January to December precipitation (abbreviated as P1 to P12) layers were interpolated by logOK and laid out through ArcGIS. The value of P1 ranged from 10–486 mm, for example, while the value of P7 ranged from 103–573 mm. During the summer half-year (April to September), precipitation ranged from 854–2979 mm (Figure 5A) and was concentrated on the slopes windward of the southwest monsoon. In the Taiwan region, frequent typhoon events in the summer half-year affect most precipitation (Su 1984a). During the winter half-year (October to March), precipitation was found to range from 99–3138 mm (Figure 5B) and to be concentrated in the region affected by prevalent northeast monsoon rains. The overall precipitation pattern was found to be markedly affected by Taiwanese topography and the alternating monsoons.

FIGURE 5

Climate grid layers interpolated by logOK: (A) summer half-year precipitation; (B) winter half-year precipitation. Note that different color scales have been used for the 2 layers.

Discussion

QC of meteorological data

In the raw database, many COs (13.5% of all) were found to have doubtful metadata.
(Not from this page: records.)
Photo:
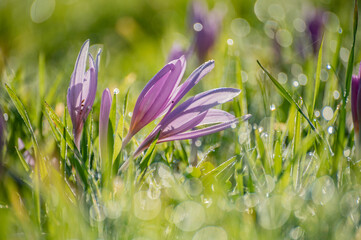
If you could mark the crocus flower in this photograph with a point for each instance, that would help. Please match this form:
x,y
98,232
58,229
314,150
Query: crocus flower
x,y
82,90
2,134
356,104
105,106
193,113
315,26
207,25
163,92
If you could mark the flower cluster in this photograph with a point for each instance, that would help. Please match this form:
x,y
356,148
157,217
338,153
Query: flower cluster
x,y
356,103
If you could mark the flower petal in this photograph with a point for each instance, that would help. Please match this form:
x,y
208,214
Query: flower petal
x,y
105,106
80,64
199,132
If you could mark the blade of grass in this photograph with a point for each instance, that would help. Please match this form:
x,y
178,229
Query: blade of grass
x,y
318,79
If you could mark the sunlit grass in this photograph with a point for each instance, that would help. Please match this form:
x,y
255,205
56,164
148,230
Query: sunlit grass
x,y
289,172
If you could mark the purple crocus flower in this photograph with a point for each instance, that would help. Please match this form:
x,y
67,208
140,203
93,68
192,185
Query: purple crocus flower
x,y
207,25
176,52
194,112
356,103
82,90
315,26
2,134
163,92
105,106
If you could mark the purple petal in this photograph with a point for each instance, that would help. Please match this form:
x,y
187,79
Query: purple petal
x,y
201,102
80,64
354,93
199,132
156,95
105,106
183,123
191,81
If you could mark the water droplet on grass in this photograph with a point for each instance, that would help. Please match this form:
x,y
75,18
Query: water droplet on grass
x,y
327,113
330,130
197,27
210,233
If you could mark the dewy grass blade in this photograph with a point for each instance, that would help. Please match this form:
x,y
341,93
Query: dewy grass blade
x,y
318,79
287,96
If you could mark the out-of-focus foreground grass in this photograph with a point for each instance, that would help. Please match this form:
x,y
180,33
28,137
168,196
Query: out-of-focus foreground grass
x,y
272,177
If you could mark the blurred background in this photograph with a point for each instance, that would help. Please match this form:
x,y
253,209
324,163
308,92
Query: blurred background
x,y
39,43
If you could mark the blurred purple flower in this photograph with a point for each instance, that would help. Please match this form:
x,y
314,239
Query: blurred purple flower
x,y
105,106
163,92
356,103
315,26
194,112
207,25
2,134
82,90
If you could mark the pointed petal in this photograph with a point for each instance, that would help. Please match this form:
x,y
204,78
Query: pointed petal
x,y
216,116
354,93
191,81
199,132
80,64
183,123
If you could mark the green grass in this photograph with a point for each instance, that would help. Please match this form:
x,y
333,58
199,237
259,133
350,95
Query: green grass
x,y
289,172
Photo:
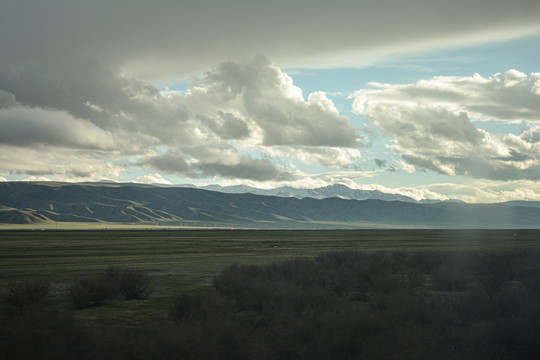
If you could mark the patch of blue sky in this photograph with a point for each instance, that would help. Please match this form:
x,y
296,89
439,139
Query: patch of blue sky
x,y
521,54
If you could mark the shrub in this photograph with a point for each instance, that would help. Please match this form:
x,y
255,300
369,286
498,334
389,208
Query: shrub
x,y
133,284
91,292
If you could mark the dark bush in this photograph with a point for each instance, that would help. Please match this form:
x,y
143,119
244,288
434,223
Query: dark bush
x,y
91,292
133,284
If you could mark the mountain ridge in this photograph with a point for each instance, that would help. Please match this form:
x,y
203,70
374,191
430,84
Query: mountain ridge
x,y
37,202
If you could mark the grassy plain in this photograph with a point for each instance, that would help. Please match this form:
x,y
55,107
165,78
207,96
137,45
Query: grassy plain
x,y
61,255
181,260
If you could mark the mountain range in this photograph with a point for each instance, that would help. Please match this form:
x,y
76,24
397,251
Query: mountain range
x,y
336,190
42,202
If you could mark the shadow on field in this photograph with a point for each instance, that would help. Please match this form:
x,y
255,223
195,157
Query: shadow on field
x,y
339,305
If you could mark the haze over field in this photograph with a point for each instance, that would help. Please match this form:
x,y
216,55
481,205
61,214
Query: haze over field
x,y
430,100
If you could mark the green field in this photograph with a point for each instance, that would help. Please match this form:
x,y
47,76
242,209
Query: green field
x,y
179,261
417,292
194,254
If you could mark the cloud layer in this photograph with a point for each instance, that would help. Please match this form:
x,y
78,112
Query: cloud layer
x,y
432,123
230,124
169,37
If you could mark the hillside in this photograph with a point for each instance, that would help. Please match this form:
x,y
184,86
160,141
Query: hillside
x,y
27,202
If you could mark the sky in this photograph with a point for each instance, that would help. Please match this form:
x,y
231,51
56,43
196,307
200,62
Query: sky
x,y
429,99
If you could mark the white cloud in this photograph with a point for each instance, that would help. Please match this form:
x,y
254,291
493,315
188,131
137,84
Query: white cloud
x,y
24,126
235,114
431,123
155,178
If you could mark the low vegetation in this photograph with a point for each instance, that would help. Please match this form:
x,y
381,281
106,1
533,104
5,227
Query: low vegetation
x,y
128,283
338,305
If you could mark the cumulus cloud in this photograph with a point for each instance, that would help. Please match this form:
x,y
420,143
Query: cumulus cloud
x,y
431,123
24,126
210,162
226,125
272,105
153,179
Besides, 8.3% of all observed data—the majority belonging to amateur COs—were rejected by our QC procedure. The criterion of the NOC step is based on the concept of the time series recommended by Meek and Hatfield (1994). It is true that many unreasonable continuous values exist in the observed database and were found by our NOC criterion, but the time limit of NOC may be worth discussing further. Conversely, the criterion of the ULL step is based on the concept of the spatial relation of meteorological conditions. This idea was generated mainly by the regional meteorological signal (Rhoades and Salinger 1993; Štěpánek et al 2009). The rule is subjective. Because it is possible that these filtered out data are actual values (González-Rouco et al 2001), we increased the tolerance of the ULL step (ie by allowing more distant neighbors and increasing the possible difference). The rule of ULL should be improved in future work by rethinking the mechanism and scale of precipitation (Daly 2006) and the lapse rate of temperature (Rolland 2003). No single QC method alone was found adequate; only a combination of several methods for outlier detection led to satisfying results (see also Štěpánek et al 2009). Our QC procedures coped with the doubtful stations and the extremely erroneous observed data that can provide a basic reliability of meteorological data.

SI of climate data

Selection of climate variables

According to the World Meteorological Organization, data for a 30-year period are recommended because they provide stable and reproducible monthly means (Benavides et al 2007). The most applicable length of time of observed data is practically a compromise between climate stability (ie quality) and sample size (ie quantity). Longer periods of continuous observed data can provide a steadier climatological mean state but may leave too few sample stations to accurately interpolate climate layers. Thus, the minimum length of observation has more often been set empirically and depended on the variability of the study area, including 8–30 years (eg Hevesi et al 1992; Goovaerts 2000). We set the minimum length to 7 years for Tm and 12 years for Pm. This was a subjective and empirical decision based on a compromise between the longest observed length and the adequate density of sample stations (Ninyerola et al 2000). The relation between climate stability and observed length should be explored in future.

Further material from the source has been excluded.